In September 1940, Rolly and her friend Raymonde Jore decided to travel overseas to support the Free France movement led by Charles de Gaulle. Rolly then officially enlisted as a volunteer in the Free France forces and was given the registration number 70124. Over 50 other women also enlisted to join the Corps des Volontaires françaises, however due to the dangerous journey, the French forces decided against transporting them. However, the Governor of New Caledonia, Henri Sautot, advocated against this, and argued to de Gaulle that the readiness of the women to enlist deserved to be encouraged. de Gaulle eventually gave his permission for Jore and Rolly, the first two women to register, to make the journey.

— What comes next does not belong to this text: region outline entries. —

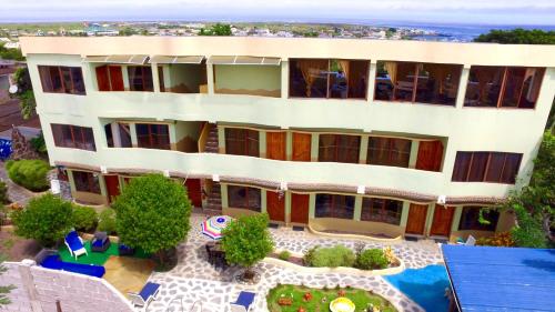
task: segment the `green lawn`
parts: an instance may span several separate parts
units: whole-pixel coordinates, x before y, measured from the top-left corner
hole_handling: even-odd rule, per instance
[[[266,300],[268,300],[268,309],[270,312],[296,312],[299,308],[304,308],[310,312],[329,312],[330,311],[330,302],[336,299],[337,292],[343,290],[345,292],[345,296],[351,299],[356,306],[356,312],[365,311],[369,304],[373,304],[374,306],[382,306],[382,312],[395,312],[397,311],[389,301],[384,298],[373,294],[369,291],[361,289],[310,289],[305,286],[297,285],[278,285],[276,288],[270,290]],[[303,300],[304,294],[306,292],[312,293],[312,300],[305,302]],[[281,296],[293,296],[292,305],[283,305],[280,306],[278,304],[278,300]],[[326,301],[322,303],[322,299],[326,298]]]
[[[97,264],[103,265],[110,255],[119,255],[118,253],[118,244],[110,243],[110,246],[105,252],[91,252],[91,243],[89,241],[84,242],[84,248],[87,249],[88,255],[80,255],[77,260],[73,258],[65,244],[61,245],[58,250],[60,258],[65,262],[81,263],[81,264]],[[150,255],[145,254],[142,250],[135,250],[134,258],[150,258]]]

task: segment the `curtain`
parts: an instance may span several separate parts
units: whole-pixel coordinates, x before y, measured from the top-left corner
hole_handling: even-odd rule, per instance
[[[395,85],[397,83],[397,63],[396,62],[384,62],[384,69],[390,74],[391,83]]]
[[[306,84],[306,97],[310,98],[314,79],[316,79],[321,71],[327,70],[327,60],[300,60],[297,64]]]

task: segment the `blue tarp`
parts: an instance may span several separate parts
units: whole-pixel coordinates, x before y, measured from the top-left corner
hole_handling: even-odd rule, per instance
[[[555,250],[442,245],[462,311],[555,311]]]

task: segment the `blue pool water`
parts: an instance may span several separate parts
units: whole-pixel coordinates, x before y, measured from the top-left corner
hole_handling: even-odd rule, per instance
[[[444,265],[406,269],[384,279],[427,312],[446,312],[448,309],[445,289],[450,288],[450,281]]]

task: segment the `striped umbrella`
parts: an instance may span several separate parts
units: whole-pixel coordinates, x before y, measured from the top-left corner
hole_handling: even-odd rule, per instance
[[[213,240],[222,238],[222,230],[233,220],[229,215],[215,215],[202,222],[202,233]]]

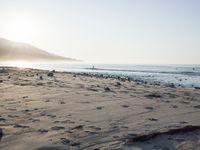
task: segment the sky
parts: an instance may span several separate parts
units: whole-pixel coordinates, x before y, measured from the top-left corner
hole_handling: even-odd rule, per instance
[[[199,0],[0,0],[0,37],[104,64],[200,64]]]

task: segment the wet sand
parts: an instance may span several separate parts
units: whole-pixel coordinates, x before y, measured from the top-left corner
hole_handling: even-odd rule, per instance
[[[0,102],[1,150],[200,149],[199,89],[0,68]]]

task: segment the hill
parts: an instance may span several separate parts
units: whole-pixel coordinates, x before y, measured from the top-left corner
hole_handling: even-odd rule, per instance
[[[0,61],[76,61],[41,50],[35,46],[0,38]]]

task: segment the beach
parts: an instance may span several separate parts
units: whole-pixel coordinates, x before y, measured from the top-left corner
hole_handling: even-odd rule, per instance
[[[199,150],[200,90],[0,67],[0,149]]]

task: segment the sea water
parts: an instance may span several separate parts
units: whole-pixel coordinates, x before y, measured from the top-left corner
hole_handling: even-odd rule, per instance
[[[148,83],[200,87],[200,65],[42,64],[34,68],[115,75]]]
[[[14,65],[12,65],[14,66]],[[147,83],[200,87],[200,65],[34,64],[31,68],[128,77]]]

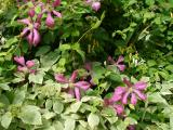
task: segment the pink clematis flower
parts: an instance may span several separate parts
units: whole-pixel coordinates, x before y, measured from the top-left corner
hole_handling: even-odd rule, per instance
[[[134,125],[130,125],[130,126],[128,127],[128,130],[136,130],[136,127],[135,127]]]
[[[24,56],[14,56],[14,61],[18,64],[17,70],[21,73],[35,73],[36,70],[32,69],[35,66],[34,61],[27,61],[25,63]]]
[[[78,101],[80,101],[81,94],[80,90],[86,91],[90,88],[90,83],[86,81],[76,81],[78,72],[75,70],[70,78],[64,77],[63,74],[56,74],[55,79],[61,83],[68,83],[68,93],[74,95]]]
[[[125,65],[122,64],[123,61],[124,61],[124,57],[122,55],[120,55],[118,57],[117,62],[115,62],[111,56],[108,57],[108,62],[116,65],[118,67],[118,69],[121,72],[124,72],[124,69],[125,69]]]
[[[93,2],[91,6],[94,11],[98,11],[101,9],[101,2]]]
[[[146,95],[143,91],[146,89],[147,83],[144,81],[137,81],[132,84],[127,78],[123,79],[127,87],[117,87],[115,89],[114,95],[110,99],[111,102],[121,101],[122,104],[128,104],[128,99],[131,98],[131,104],[136,105],[137,99],[145,101]]]
[[[91,5],[91,8],[96,12],[101,9],[101,2],[99,1],[85,0],[85,3]]]
[[[50,1],[48,1],[50,2]],[[53,15],[56,16],[56,17],[62,17],[62,14],[57,11],[55,11],[55,8],[61,5],[61,0],[55,0],[53,3],[53,9],[50,8],[49,10],[46,8],[44,8],[44,12],[48,13],[46,15],[46,20],[45,20],[45,25],[49,27],[49,28],[53,28],[55,26],[55,22],[54,22],[54,18],[53,18]]]
[[[38,31],[40,24],[37,22],[35,23],[29,18],[18,20],[18,22],[27,25],[27,27],[25,27],[21,32],[21,36],[26,37],[30,46],[38,46],[40,42],[40,34]]]

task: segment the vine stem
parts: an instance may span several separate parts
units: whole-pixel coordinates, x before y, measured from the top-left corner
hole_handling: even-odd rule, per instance
[[[81,39],[82,39],[88,32],[90,32],[92,29],[93,29],[93,27],[90,28],[89,30],[86,30],[86,31],[79,38],[79,40],[77,41],[77,43],[79,43],[79,42],[81,41]]]
[[[147,96],[148,96],[148,95],[147,95]],[[148,100],[147,100],[146,103],[145,103],[145,110],[144,110],[144,113],[143,113],[142,121],[144,120],[145,115],[146,115],[146,113],[147,113],[147,107],[148,107]]]

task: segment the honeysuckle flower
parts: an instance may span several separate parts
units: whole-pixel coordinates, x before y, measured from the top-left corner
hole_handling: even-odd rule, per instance
[[[117,104],[116,102],[111,101],[110,99],[104,99],[104,103],[106,106],[114,107],[118,116],[123,115],[123,113],[124,113],[123,105]]]
[[[94,11],[98,11],[101,9],[101,2],[93,2],[91,6]]]
[[[66,78],[63,74],[56,74],[55,79],[59,83],[68,83],[68,93],[75,96],[78,101],[80,101],[80,90],[86,91],[91,84],[88,81],[76,81],[77,75],[77,70],[72,73],[70,78]]]
[[[36,70],[32,69],[35,66],[34,61],[27,61],[25,63],[24,56],[14,56],[14,61],[18,64],[17,70],[21,73],[35,73]]]
[[[147,87],[146,82],[137,81],[133,84],[127,78],[123,79],[123,82],[127,87],[117,87],[110,99],[111,102],[121,101],[122,104],[128,104],[128,99],[131,98],[131,104],[136,105],[137,99],[142,101],[146,100],[146,95],[143,93]]]
[[[108,62],[116,65],[120,72],[124,72],[125,69],[125,65],[123,64],[123,61],[124,61],[124,57],[122,55],[118,57],[117,62],[115,62],[111,56],[108,57]]]
[[[40,42],[40,34],[38,31],[40,24],[37,22],[35,23],[29,18],[18,20],[18,22],[27,25],[27,27],[25,27],[21,32],[21,36],[26,37],[30,46],[38,46]]]

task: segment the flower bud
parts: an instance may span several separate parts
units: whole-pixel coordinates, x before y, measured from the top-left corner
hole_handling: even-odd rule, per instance
[[[92,9],[94,11],[98,11],[101,9],[101,2],[93,2],[92,3]]]

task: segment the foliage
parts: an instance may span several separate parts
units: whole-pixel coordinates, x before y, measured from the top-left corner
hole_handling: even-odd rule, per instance
[[[172,0],[0,6],[0,129],[173,129]]]

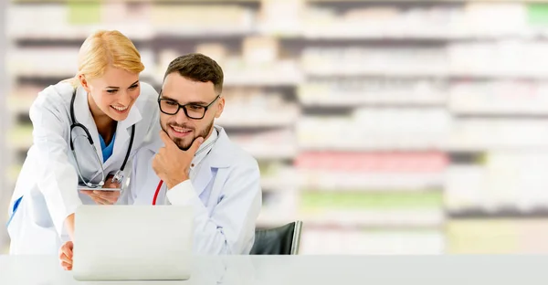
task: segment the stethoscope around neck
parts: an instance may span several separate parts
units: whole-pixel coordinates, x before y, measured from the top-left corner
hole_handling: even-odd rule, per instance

Rolly and her friend Raymonde Jore left the archipelago on 14 February 1941 to join the Free France headquarters in London. The first leg of the journey was aboard the cargo ship Suva, which was carrying copra. During the journey, the ship was pursued by a German vessel, which previously managed to sink two ships carrying Caledonian nickel. The Suva eventually managed to evade it by frequently changing course, and landed in Australia after a seventeen-day voyage. Before reaching London, the ship also stopped in New Zealand, at New Plymouth and then Wellington. They also travelled through Panama and Canada before reaching Liverpool on 27 May. A few days later, the two were welcomed by René Pleven, the French National Committee's Minister of Foreign Affairs and former Secretary-General of New Caledonia, André Bayardelle.

After they arrived in London in June 1941, Rolly and Jore both became drivers for General Charles de Gaulle's officers. Rolly met de Gaulle in October. Afterwards, she cried on a friend's shoulder, overwhelmed and elated by the meeting, and confided that de Gaulle was "like a God" to her and that he was taking a special interest in them. She later became de Gaulle's driver.

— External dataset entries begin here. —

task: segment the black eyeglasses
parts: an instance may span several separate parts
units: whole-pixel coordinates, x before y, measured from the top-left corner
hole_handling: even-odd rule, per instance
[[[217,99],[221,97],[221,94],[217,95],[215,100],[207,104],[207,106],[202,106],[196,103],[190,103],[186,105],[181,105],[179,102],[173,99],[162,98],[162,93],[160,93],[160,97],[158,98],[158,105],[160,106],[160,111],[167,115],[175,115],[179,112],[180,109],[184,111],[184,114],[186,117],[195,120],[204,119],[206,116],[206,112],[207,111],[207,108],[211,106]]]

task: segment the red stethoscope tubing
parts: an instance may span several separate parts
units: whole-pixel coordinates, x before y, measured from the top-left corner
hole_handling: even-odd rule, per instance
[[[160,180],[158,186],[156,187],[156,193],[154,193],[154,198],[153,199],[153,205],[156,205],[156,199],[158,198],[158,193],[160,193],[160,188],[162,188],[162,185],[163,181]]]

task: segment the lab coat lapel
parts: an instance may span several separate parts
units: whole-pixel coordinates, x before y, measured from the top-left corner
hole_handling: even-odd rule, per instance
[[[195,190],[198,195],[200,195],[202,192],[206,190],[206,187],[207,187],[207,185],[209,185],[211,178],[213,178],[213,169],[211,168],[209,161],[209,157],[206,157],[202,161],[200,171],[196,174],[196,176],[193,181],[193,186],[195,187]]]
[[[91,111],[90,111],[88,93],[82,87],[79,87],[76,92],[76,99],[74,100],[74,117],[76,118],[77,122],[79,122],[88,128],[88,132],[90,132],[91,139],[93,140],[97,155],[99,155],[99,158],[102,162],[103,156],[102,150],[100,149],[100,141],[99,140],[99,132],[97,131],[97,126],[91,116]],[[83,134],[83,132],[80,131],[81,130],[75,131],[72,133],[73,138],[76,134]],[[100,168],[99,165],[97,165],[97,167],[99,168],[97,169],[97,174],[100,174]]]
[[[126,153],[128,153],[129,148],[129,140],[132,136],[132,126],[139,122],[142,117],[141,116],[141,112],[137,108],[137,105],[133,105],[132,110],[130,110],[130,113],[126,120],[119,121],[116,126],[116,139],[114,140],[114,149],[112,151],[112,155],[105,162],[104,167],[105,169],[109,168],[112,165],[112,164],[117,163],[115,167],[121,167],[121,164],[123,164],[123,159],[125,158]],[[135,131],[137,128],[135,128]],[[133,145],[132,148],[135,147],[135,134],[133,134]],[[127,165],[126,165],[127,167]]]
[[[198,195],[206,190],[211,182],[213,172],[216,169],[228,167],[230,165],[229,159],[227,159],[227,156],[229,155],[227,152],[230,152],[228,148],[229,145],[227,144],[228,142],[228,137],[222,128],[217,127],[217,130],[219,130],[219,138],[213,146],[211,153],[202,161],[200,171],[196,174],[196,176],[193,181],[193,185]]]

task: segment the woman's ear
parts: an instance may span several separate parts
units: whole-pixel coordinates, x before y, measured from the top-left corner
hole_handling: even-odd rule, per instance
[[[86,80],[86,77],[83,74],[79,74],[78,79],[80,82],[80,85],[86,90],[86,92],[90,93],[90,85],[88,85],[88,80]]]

On 5 February 1942, the French military court in Saigon sentenced Rolly to thirteen to twenty years hard labour for being an accomplice to the "delivery of territory" to a foreign power.

In 1943, twenty months after her arrival in Europe, Rolly was transferred to Nigeria where she held the rank of corporal. On 25 February 1943, she married the Oslo-born doctor Herman Beer in Lagos. Rolly also went to Brazzaville and was stationed in Bangui, Douala and Yaoundé. On 6 November 1944, she travelled to Sète, which was the first time she set foot on French soil.

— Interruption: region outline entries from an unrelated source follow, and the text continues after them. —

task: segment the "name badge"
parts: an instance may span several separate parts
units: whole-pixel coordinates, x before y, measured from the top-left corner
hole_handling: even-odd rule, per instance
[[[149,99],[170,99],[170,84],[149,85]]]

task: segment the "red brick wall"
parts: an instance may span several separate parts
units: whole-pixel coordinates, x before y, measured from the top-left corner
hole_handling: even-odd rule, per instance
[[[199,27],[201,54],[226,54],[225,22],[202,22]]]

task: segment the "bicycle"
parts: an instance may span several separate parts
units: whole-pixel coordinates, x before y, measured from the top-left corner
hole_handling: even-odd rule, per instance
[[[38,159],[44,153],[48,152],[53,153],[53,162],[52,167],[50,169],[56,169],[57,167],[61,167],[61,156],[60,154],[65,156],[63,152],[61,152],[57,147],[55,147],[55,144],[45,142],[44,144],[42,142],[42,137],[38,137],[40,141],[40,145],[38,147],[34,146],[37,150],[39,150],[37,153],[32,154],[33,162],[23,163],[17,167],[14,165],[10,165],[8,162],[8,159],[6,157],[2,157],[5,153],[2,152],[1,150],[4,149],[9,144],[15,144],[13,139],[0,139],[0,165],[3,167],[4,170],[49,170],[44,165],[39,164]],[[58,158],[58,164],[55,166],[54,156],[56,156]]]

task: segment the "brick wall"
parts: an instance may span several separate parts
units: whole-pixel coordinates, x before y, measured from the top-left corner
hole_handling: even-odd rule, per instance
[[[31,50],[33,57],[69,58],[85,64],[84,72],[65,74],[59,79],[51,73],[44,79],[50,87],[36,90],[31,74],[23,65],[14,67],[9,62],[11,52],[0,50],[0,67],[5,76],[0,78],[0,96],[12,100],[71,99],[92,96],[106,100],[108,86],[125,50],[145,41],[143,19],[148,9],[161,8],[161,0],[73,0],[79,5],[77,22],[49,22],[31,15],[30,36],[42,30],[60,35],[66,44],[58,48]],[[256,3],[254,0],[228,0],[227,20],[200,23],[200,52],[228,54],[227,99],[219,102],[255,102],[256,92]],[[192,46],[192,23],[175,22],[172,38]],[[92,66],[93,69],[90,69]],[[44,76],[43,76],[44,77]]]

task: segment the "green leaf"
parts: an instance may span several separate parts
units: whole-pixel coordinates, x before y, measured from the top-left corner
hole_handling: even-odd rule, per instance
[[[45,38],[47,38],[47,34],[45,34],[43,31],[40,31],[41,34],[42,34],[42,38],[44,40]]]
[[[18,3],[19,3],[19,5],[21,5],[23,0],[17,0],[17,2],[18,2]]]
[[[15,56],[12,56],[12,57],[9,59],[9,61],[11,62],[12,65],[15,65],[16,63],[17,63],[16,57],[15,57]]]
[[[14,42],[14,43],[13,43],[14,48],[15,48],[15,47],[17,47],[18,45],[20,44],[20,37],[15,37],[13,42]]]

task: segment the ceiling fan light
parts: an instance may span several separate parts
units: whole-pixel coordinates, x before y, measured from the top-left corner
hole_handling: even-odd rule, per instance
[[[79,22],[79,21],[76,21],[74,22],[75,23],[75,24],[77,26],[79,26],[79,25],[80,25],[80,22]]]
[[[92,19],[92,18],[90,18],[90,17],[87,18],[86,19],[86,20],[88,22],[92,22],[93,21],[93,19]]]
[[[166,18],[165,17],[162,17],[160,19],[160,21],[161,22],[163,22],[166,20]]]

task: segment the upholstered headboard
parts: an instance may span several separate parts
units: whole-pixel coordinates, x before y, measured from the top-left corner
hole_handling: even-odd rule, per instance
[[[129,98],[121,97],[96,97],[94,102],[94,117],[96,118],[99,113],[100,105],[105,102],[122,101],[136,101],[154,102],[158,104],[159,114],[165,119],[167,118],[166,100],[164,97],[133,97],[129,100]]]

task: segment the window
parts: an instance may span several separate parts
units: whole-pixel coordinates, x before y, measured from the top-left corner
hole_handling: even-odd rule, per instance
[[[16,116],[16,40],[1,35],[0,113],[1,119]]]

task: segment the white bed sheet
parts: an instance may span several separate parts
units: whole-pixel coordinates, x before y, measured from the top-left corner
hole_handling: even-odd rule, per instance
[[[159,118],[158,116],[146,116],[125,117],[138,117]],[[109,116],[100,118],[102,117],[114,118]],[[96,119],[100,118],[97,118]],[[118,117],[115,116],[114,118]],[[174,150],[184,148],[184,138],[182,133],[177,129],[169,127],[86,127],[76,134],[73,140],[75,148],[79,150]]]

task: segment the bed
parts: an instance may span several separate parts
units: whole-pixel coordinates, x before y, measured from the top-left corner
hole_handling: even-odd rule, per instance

She reunited with her husband in London on 31 March 1945. She returned to New Caledonia with him aboard the Sagittaire along with other New Caledonian recruits and arrived there on 21 May 1946.

== Later life and death ==
After her return to New Caledonia, Rolly became a teacher and taught at Tiebaghi Primary School, Suzanne Russier School, Faubourg-Blanchot School and the Noumea Technical College. Rolly spent her retirement in Tahiti with her husband. She died there on 11 July 1988, at the age of 71.

== Sources ==
- Defrance, Veronique (2015). "Femmes au coeur du conflit - Nouvelle-Calédonie 1939-1945"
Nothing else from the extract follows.